We caution, however, that comment d to § 400 suggests that this type of labeling is not necessarily dispositive. Restatement (Second) § 400 cmt. d. According to comment d:

The mere fact that the goods are marked with such additional words as "made for" the seller, or describe him as a distributor, particularly in the absence of a clear and distinctive designation of the real manufacturer or packer, is not sufficient to make inapplicable the rule stated in this Section. The casual reader of a label is likely to rely upon the featured name, trade name, or trademark, and overlook the qualification of the description of source. So too, the fact that the seller is known to carry on only a retail business does not prevent him from putting out as his own product a chattel which is marked in such a way as to indicate clearly it is put out as his product. However, where the real manufacturer or packer is clearly and accurately identified on the label or other markings on the goods, and it is also clearly stated that another who is also named has nothing to do with the goods except to distribute or sell them , the latter does not put out such goods as his own.

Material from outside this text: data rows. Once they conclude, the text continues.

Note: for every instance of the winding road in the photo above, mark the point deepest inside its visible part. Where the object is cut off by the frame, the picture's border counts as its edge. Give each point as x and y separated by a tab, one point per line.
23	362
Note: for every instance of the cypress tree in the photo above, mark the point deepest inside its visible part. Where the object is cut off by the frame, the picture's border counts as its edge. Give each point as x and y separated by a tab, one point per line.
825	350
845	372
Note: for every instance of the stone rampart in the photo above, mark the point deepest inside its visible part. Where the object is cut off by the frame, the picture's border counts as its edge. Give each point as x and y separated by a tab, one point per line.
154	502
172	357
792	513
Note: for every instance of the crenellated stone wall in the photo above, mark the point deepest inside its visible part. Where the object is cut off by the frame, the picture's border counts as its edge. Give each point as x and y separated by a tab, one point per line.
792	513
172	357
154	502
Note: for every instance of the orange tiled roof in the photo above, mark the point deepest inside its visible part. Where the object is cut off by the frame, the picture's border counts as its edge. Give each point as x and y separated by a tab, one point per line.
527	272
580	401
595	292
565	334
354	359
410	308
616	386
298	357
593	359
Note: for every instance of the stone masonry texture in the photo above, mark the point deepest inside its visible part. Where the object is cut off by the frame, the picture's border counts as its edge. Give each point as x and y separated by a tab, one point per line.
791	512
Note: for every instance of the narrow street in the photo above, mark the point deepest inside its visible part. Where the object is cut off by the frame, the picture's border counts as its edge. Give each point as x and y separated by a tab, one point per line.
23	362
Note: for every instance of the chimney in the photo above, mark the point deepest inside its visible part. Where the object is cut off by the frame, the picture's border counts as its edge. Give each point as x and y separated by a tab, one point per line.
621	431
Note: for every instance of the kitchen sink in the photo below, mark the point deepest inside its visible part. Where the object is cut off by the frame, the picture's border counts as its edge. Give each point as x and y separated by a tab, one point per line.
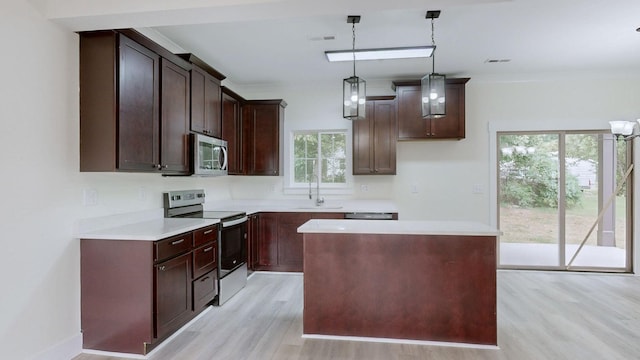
319	207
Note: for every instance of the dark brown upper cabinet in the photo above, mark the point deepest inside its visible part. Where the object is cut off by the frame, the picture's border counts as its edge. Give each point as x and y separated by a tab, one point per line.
232	130
411	125
134	105
374	138
262	136
205	97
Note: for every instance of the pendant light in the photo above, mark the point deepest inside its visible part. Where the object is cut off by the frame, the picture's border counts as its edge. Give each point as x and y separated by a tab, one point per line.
433	85
353	88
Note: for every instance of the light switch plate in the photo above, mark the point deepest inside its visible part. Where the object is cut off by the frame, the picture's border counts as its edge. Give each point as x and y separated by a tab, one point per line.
90	197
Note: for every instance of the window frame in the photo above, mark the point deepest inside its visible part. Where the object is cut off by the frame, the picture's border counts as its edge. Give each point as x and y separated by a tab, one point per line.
293	187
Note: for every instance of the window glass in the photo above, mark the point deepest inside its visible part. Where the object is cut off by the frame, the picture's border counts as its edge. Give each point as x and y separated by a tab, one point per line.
323	152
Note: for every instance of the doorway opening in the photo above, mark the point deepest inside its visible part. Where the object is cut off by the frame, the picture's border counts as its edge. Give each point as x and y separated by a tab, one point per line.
564	201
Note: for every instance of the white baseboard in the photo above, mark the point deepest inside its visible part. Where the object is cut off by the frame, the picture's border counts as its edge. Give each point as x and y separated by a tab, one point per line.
64	350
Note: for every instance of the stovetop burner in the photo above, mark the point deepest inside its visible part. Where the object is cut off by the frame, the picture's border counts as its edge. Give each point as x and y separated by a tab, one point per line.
188	204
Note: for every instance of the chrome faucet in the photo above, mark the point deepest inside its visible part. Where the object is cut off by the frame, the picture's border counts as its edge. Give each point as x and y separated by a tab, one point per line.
319	200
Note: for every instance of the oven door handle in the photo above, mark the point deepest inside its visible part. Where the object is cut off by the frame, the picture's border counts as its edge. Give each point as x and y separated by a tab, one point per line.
234	222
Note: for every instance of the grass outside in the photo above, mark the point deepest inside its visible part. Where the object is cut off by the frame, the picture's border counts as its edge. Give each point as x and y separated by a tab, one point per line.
540	225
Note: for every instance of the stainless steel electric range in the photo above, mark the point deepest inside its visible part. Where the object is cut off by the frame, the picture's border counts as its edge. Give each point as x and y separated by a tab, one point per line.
232	238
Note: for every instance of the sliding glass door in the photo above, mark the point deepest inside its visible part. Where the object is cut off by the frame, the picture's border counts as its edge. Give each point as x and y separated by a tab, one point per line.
563	201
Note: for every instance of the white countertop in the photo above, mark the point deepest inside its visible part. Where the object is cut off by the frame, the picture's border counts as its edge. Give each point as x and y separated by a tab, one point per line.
151	226
399	227
345	206
150	230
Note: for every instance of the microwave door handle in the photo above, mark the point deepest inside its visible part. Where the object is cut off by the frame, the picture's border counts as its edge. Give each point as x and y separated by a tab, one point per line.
224	153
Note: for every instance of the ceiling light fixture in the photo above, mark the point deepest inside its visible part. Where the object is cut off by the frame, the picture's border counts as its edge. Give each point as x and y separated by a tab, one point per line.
623	129
433	85
410	52
353	88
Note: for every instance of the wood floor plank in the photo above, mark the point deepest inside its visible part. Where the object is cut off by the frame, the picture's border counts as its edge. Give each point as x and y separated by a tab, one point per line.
541	315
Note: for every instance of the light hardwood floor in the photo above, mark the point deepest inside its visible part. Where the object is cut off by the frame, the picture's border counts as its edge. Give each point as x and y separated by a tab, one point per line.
541	315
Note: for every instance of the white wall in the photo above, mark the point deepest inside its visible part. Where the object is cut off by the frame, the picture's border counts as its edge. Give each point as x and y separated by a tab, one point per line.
446	173
42	190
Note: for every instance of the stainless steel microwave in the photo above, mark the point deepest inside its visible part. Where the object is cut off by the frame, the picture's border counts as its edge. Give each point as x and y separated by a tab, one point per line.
209	155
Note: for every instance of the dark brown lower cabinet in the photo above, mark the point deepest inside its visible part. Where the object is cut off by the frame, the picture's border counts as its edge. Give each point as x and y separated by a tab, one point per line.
279	246
172	294
253	234
135	293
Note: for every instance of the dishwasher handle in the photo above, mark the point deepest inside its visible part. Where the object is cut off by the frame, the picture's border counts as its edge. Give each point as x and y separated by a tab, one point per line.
368	216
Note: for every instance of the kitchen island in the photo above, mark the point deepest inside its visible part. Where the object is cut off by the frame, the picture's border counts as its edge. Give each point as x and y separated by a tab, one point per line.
414	280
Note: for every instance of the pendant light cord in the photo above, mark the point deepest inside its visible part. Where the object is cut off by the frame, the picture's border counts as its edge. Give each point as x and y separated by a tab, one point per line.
433	43
353	44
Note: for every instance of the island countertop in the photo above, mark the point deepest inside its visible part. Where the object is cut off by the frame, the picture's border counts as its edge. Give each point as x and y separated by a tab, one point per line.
401	227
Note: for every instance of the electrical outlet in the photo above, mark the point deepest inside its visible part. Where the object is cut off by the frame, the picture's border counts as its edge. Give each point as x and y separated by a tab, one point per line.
90	197
142	193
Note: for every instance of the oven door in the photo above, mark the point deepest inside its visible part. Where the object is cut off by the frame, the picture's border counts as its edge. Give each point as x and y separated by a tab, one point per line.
233	245
209	156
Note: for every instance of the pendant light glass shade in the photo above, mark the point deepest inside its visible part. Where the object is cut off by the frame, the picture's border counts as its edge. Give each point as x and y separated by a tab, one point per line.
354	91
433	85
354	98
433	96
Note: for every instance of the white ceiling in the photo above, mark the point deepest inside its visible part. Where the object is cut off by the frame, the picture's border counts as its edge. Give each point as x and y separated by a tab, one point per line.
262	42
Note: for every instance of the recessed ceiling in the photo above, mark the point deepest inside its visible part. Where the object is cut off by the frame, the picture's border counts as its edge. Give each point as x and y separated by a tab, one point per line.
257	42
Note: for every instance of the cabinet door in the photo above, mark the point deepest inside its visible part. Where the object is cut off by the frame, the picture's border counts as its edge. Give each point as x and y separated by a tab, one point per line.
138	104
290	242
175	118
452	125
205	259
261	138
384	137
267	241
374	139
172	305
362	143
253	234
205	103
411	125
231	132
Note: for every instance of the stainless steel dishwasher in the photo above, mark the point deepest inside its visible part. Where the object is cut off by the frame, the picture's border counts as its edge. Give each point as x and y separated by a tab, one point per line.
369	216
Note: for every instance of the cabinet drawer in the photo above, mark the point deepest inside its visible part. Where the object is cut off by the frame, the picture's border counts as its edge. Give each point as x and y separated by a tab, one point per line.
204	259
205	235
168	248
205	289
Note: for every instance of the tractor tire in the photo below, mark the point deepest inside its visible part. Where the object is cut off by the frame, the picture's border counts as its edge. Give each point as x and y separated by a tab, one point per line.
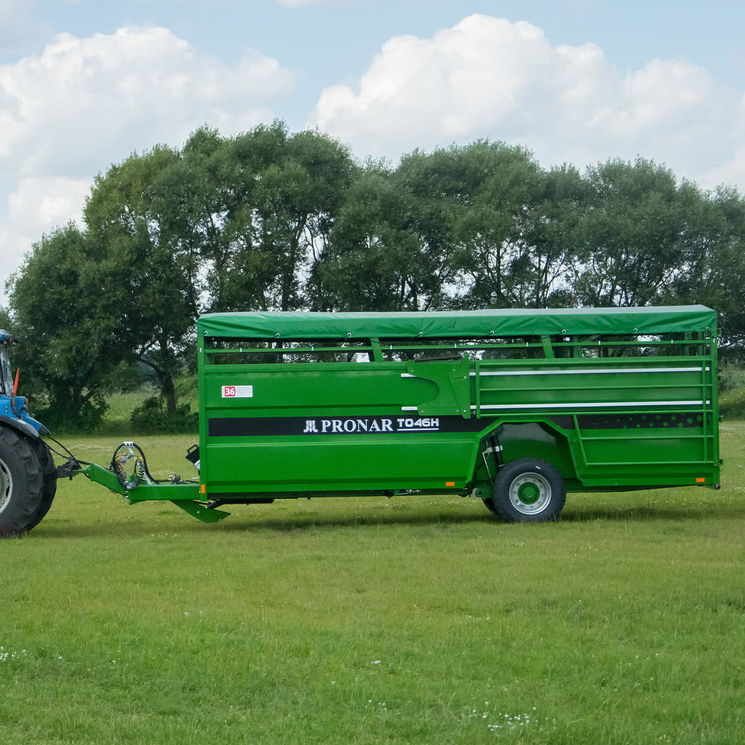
21	484
49	475
528	490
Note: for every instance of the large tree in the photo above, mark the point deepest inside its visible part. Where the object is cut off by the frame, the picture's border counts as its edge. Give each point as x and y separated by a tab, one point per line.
67	319
640	233
136	215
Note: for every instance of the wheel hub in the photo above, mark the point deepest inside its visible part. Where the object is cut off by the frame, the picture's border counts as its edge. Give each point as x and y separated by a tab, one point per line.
6	486
530	493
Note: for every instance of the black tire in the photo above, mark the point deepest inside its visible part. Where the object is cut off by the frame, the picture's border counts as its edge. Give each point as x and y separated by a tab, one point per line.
21	484
489	504
49	476
528	490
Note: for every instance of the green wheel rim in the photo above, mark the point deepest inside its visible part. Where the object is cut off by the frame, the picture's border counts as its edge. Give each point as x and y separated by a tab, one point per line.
530	493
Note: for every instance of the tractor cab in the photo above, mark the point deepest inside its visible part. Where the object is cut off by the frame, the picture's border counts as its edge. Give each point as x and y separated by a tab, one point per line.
13	408
6	376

(Emphasis added.) Thus, even assuming Quigley was identified as the product manufacturer, Pfizer is not relieved of liability when its name also appears on the product unaccompanied by a statement clarifying that Pfizer had nothing to do with the goods except to distribute or sell them. See Carter v. Joseph Bancroft & Sons Co. , 360 F.Supp. 1103, 1107 (E.D. Penn. 1973) (holding defendants liable as apparent manufacturers of a defective dress when the dress label identified the actual manufacturer and included the defendants' trademark but did not "clearly state that defendants had nothing to do with the goods except to distribute or sell them").